Owens-Brockway complains that the jury's verdict for future lost income was too speculative because it covers a 16-year period. Clark offered evidence showing her basis for requesting 16 years' worth of future lost income. Furthermore, she offered an economist who testified about how the amount was calculated for the 16-year period. We find the jury's award for future earnings to be supported by the evidence. Plaintiffs who prove retaliatory discharge are entitled to seek and receive those damages supported by the evidence and the law, as are plaintiffs in other tort actions. Kritzen v. Flender Corp., 226 Ill. App. 3d 541, 557, 589 N.E.2d 909, 921 (1992), citing Sloan v. Jasper County Community Unit School Dist. No. 1, 167 Ill. App. 3d 867, 870, 522 N.E.2d 334 (1988). It is for the trier of fact to determine appropriate, reasonable compensation. We believe that the award is supported by the evidence and the law.

Owens-Brockway next claims that there was insufficient evidence to support damages for emotional distress. This claim is premised on the fact that Clark's testimony was the only evidence offered on the issue of emotional distress. The existence or nonexistence of medical testimony goes to the weight of the evidence but does not prevent this issue from being submitted to the jury. Corgan v. Muehling, 143 Ill. 2d 296, 312, 574 N.E.2d 602, 609 (1991). Expert, or medical, testimony is not needed to prove things that are common knowledge. Any average, reasonable person can readily evaluate a claim of emotional distress alleged to result from a discharge and loss of earnings. After hearing Clark's testimony that her utilities were turned off and that she was forced to seek community help to feed her family, a jury could reasonably conclude that she suffered emotional distress.
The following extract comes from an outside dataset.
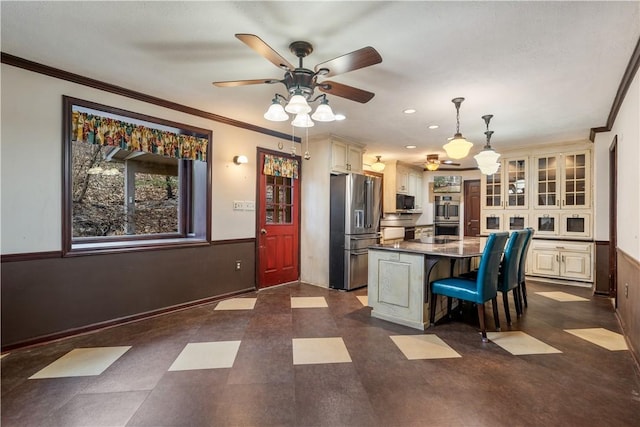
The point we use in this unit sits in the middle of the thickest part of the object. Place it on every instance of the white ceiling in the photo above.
(547, 71)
Owens-Brockway's final contention is that the trial court erred in allowing Clark to amend the name of the party defendant from Owens-Illinois to Owens-Brockway on the eve of the jury trial for damages. This contention is without merit. "[W]here the real party in interest and the one intended to be sued is actually served with process in the cause, even though under the wrong name, *** if he *** appears and files an answer, he will be concluded by the judgment or decree as if he were described by his true name." Fitzpatrick v. Pitcairn, 371 Ill. 203, 208, 20 N.E.2d 280, 282 (1939). In this case, Clark intended to sue her employer, a company formerly known as Owens-Illinois but now known as Owens-Brockway. Owens-Brockway was actually served with process. Owens-Brockway filed an answer and participated in pretrial matters without raising the issue of its correct name. The use of "Owens-Illinois" in the complaint was simply a misnomer and was not a case of mistaken identity as Owens-Brockway asserts. The trial court did not err in allowing Clark to correct the misnomer shortly before the trial on damages. "[The] [m]isnomer of a party is not a ground for dismissal[,] but the name of a party may be corrected at any time, before or after judgment, on motion, upon any terms and proof as the court requires." 735 ILCS 5/2-401(b) (West 1994). We find no abuse of discretion in the court's action allowing the amendment.

For the foregoing reasons, the judgment of the Circuit Court of Madison County is affirmed.